Kommentar zu Sz 29 vermutet wird.

 

         Sizain 57 Sechszeiler 57

         Peu apres l‘ aliance faite,/ Wenig später das Bündnis geschlossen,/

         Avant solemniser la feste,/ bevor sie feierlich das Fest begehen./

         L‘ Empereur le tout troublera/ Der Kaiser wird alles durcheinanderbringen./

         Et la nouvelle mariee/ Und die neue Braut,/

         Au franc pays par fort liee,/ in freiem Land durch (den) Starken gebunden,/

         Dans peu de temps apres mourra. wird kurze Zeit danach sterben.

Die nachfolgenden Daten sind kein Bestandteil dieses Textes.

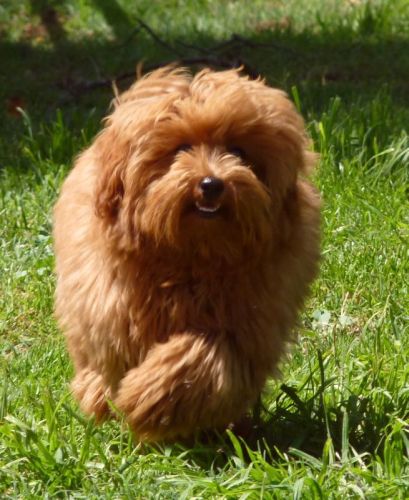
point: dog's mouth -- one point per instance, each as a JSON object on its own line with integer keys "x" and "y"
{"x": 208, "y": 211}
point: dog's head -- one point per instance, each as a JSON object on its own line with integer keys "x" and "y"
{"x": 202, "y": 164}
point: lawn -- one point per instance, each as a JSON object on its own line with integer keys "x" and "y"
{"x": 337, "y": 421}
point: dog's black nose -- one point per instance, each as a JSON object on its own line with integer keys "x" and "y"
{"x": 212, "y": 187}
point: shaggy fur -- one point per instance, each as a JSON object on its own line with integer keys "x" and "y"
{"x": 177, "y": 306}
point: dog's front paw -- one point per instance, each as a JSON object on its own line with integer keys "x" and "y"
{"x": 182, "y": 386}
{"x": 89, "y": 390}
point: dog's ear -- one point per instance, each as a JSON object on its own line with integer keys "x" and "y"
{"x": 112, "y": 159}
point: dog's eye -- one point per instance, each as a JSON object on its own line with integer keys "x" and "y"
{"x": 182, "y": 148}
{"x": 236, "y": 151}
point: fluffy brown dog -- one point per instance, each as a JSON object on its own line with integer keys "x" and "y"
{"x": 185, "y": 241}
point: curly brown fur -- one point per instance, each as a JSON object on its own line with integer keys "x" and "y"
{"x": 177, "y": 305}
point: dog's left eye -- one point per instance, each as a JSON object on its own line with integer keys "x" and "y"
{"x": 182, "y": 148}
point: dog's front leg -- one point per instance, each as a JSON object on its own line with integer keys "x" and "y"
{"x": 190, "y": 382}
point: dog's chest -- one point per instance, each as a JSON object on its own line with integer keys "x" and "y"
{"x": 205, "y": 306}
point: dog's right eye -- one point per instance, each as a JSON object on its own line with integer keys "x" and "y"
{"x": 182, "y": 148}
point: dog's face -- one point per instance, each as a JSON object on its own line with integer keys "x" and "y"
{"x": 202, "y": 165}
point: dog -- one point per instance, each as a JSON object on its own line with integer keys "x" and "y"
{"x": 186, "y": 238}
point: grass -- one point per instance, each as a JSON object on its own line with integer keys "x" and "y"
{"x": 336, "y": 424}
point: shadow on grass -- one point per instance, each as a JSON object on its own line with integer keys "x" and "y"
{"x": 59, "y": 73}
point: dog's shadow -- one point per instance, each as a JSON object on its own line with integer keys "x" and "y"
{"x": 292, "y": 425}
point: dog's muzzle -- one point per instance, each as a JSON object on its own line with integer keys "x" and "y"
{"x": 211, "y": 190}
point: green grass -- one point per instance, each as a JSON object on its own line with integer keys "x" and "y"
{"x": 336, "y": 424}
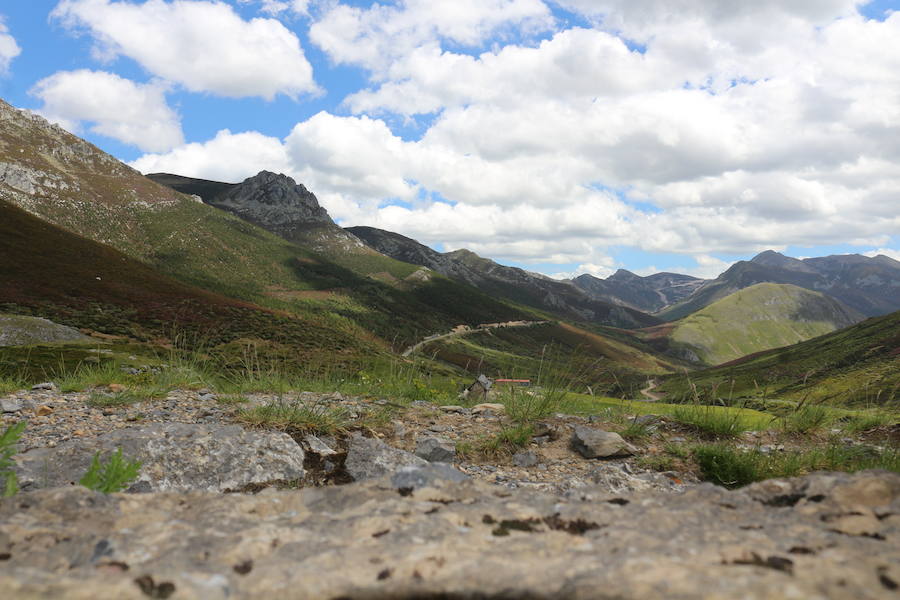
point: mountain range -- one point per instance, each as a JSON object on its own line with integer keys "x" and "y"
{"x": 264, "y": 249}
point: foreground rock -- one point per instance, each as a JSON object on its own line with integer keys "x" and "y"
{"x": 596, "y": 443}
{"x": 797, "y": 538}
{"x": 174, "y": 456}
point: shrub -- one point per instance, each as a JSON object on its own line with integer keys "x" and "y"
{"x": 112, "y": 476}
{"x": 9, "y": 484}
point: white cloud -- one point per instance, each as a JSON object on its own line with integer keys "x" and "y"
{"x": 229, "y": 157}
{"x": 275, "y": 7}
{"x": 202, "y": 45}
{"x": 9, "y": 49}
{"x": 130, "y": 112}
{"x": 740, "y": 127}
{"x": 377, "y": 36}
{"x": 889, "y": 252}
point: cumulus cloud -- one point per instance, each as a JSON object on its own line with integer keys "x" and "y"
{"x": 202, "y": 45}
{"x": 133, "y": 113}
{"x": 375, "y": 37}
{"x": 229, "y": 157}
{"x": 9, "y": 49}
{"x": 690, "y": 127}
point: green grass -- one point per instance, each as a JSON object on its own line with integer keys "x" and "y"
{"x": 297, "y": 417}
{"x": 715, "y": 421}
{"x": 725, "y": 465}
{"x": 858, "y": 366}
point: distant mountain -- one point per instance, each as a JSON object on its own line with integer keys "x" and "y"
{"x": 869, "y": 285}
{"x": 49, "y": 272}
{"x": 531, "y": 289}
{"x": 857, "y": 365}
{"x": 648, "y": 294}
{"x": 760, "y": 317}
{"x": 65, "y": 181}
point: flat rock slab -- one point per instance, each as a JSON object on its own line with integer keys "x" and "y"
{"x": 596, "y": 443}
{"x": 779, "y": 539}
{"x": 174, "y": 456}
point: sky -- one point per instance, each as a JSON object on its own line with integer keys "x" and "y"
{"x": 562, "y": 136}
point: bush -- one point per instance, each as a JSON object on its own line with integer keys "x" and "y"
{"x": 9, "y": 484}
{"x": 112, "y": 476}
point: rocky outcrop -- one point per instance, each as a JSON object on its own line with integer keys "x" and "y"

2) Mittelfrz. v. solenniser zeremoniell feiern (fêter avec cérémonie)

Anmerkung Das Bündnis ist wie in Sz 1 die Verbindung der katholischen Kirche mit dem

>wiedergekommenen Heiland<.  Er wird die katholische Kirche (>Mutter Kirche<) >zur Braut

nehmen<, 10/55 [IV], sie auf einer großen >Hochzeitsfeier<, 10/52 [IV] an sich binden. Zum

Weltherrscher („Kaiser“) aufgestiegen, 1/4 [VIII], wird er >alles durcheinanderbringen<, nämlich

die >Sprachen< der alten Religionen miteinander vermischen, VH (29), und schließlich etwas

>ganz Neues< daraus machen.  Das wird seiner >Braut< den Tod bringen, 10/65 [XI].

 

         Sizain 58 Sechszeiler 58

         Sangsue en peu de temps mourra,/ Blutsaugerin wird binnen kurzer Zeit sterben,/

         Sa mort bon signe nous donra,/ ihr Tod wird uns ein gutes Zeichen geben/

         Pour l‘ accroissement de la France/ für das Anwachsen Frankreichs./

         Alliances se trouveront/ Bündnisse werden sich finden,/

         Deux grands Royaumes se ioindront,/ zwei große Königreiche werden sich vereinen,/

         Francois aura sur eux puissance. (Ein) Franzose wird Herrscher über sie sein.

1) Zur Blusaugerin s. Glossar unter -> sangsue und die Sz 7, 21, 30, 40, 45, 46, 49 und 50.

6) Franzose ist eigentlich Francais, auch im alten Französisch. Francois ist ein Vorname.

Anmerkung Wenn ein Bourbone über Frankreich als König herrscht, Sz 4, findet die

>Blutsaugerin< ihr Ende.  Das spricht dafür, dass N. diese als Symbol für eine demokratische

Verfassung und die ihr zugrunde liegende Geisteshaltung verwendet, Sz 21.

Das zweite Königreich ist Spanien, 4/5 [XIV].